Vitamin D deficiency is rampant in the Western world. It’s thought that 85 percent of the American public is deficient in vitamin D and over 95 percent of African American or deeply pigmented individuals. Our indoor lifestyles, sun avoidance, and processed low fat diets have lead to these deficiencies in vitamin D.
Vitamin D is not “just a vitamin,” it makes an important hormone (chemical messenger) that influences many of your body’s systems and functions.
Vitamin D deficiency has been associated with the biggest killers in the Western world - cancer and heart disease. Other major health problems such as diabetes, obesity, asthma, rheumatoid arthritis and multiple sclerosis, osteoporosis and mental illnesses are also associated with vitamin D deficiency.

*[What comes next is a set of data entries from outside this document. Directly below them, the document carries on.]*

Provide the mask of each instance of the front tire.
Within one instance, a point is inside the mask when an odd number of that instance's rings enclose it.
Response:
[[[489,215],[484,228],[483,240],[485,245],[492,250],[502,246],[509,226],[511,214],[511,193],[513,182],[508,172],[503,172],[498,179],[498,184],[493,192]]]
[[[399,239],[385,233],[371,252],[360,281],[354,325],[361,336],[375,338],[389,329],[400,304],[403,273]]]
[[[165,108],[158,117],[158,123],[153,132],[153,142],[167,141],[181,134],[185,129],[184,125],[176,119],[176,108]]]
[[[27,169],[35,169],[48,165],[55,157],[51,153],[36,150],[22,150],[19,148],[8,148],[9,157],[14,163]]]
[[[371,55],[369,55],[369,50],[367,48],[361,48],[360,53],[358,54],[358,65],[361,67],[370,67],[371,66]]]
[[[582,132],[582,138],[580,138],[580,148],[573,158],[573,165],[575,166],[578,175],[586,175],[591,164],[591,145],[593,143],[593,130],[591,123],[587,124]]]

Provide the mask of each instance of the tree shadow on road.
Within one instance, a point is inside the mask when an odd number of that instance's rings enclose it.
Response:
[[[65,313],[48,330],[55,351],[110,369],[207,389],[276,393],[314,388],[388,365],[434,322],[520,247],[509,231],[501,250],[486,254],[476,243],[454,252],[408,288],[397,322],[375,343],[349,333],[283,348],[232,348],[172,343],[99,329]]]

Your ability to avoid colds and flu is also related to vitamin D. Vitamin D levels in your blood fall to their lowest point during winter due to lack of sunlight . Vitamin D is essential for the body to produce its own antibiotics so a person with a low vitamin D blood level is more vulnerable to contracting colds, influenza, and other respiratory infections. Studies show that children with rickets, a vitamin D-deficient skeletal disorder, suffer from frequent respiratory infections, and children exposed to sunlight are less likely to get a cold. The increased number of deaths that occur in winter, largely from pneumonia and cardiovascular diseases, are most likely due to vitamin D deficiency.
Researchers have calculated that simply increasing levels of vitamin D could prevent diseases that claim nearly 1 million lives throughout the world each year!